And it is further ordered, that before the commissioners shall receive such acknowledgment, they, or in case one of them shall be interested or concerned as aforesaid, then such one of them as shall not be so interested or concerned, do inquire of every married woman, separately and apart from her husband and from the attorney or solicitor concerned in the transaction, whether she intends to give up her interest in the estate to be passed by such deed, without having any provision made for her in lieu of, or in return for, or in consequence of her so giving up such interest; and where such married woman in answer to such inquiry shall declare that she intends to give up such her interest without any provision, and the said commissioners shall have no reason to doubt the truth of such declaration and shall verily believe the same to be true, then they shall proceed to receive the said acknowledgment; but if it shall appear to them, or to such one of them as aforesaid, that it is intended that provision is to be made for any such married woman, then the commissioners shall not take her acknowledgment until they are satisfied that such provision has been actually made by some deed or writing produced to them; or if such provision shall not have been actually made before, then the commissioners shall require the terms of such intended provision to be shortly reduced into writing, and shall verify the same by their signatures in the margin at the foot or at the back thereof.

And it is hereby further ordered, that the affidavit verifying the certificate to be made pursuant to the said act, and which certificate shall be in the form contained in the said act, shall (except in such cases where the acknowledgment shall be taken elsewhere than in England, Wales or Berwickupon-Tweed) be made by some practising attorney or solicitor of one of the courts at Westminster, or of one of the counties palatine of Lancaster or Durham; and that in all cases it shall be deposed, in addition to the verification of the said certificate, that the deponent (or if more than one person join in the affidavit, that one or more of the deponents) knew the person or persons making such acknowledgment, and that at the time of making such acknowledgment the person or persons making the same was or were of full age and competent understanding, and that one at least of the commissioners taking such acknowledgment, to the best of his deponent's knowledge and belief, is not in any manner interested in the transaction giving occasion for the taking of such acknowledgment, or concerned therein as attorney, solicitor or agent, or as clerk to any attorney, solicitor or agent so interested or concerned; and that the names and residences of the said commissioners, and also the place or places where such acknowledgment or acknowledgments shall be taken, shall be set forth in such affidavit; and that, previously to such acknowledgment being taken, the deponent had inquired of such married woman, (or if more than one, of each of such married women,) whether she intended to give up her interest in the estate to be passed, and also the answer given thereto; and where any such married woman in answer to such inquiry shall declare that she intends to give up her interest without any provision, the deponent shall state that he has no reason to doubt the truth of such declaration, and he verily believes the same to be true.
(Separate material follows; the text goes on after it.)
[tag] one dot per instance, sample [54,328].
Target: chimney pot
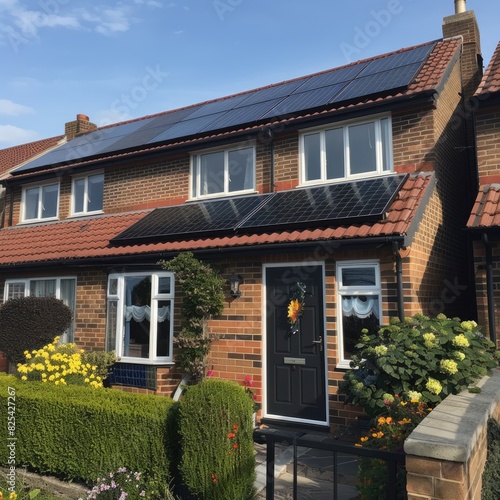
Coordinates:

And where any provision has been agreed to be made, the deponent shall state that the same has been made by deed or writing, or, if not actually made before, that the terms of the intended provision have been reduced into writing, which deed or writing he verily believes has been produced to the said (judge,) (master or commissioners.

And it is hereby further ordered, that the affidavit shall state the parish or several parishes, or place or several places, and the county or counties in which the several premises wherein any such married woman shall appear to be interested shall by deed be described to be situate.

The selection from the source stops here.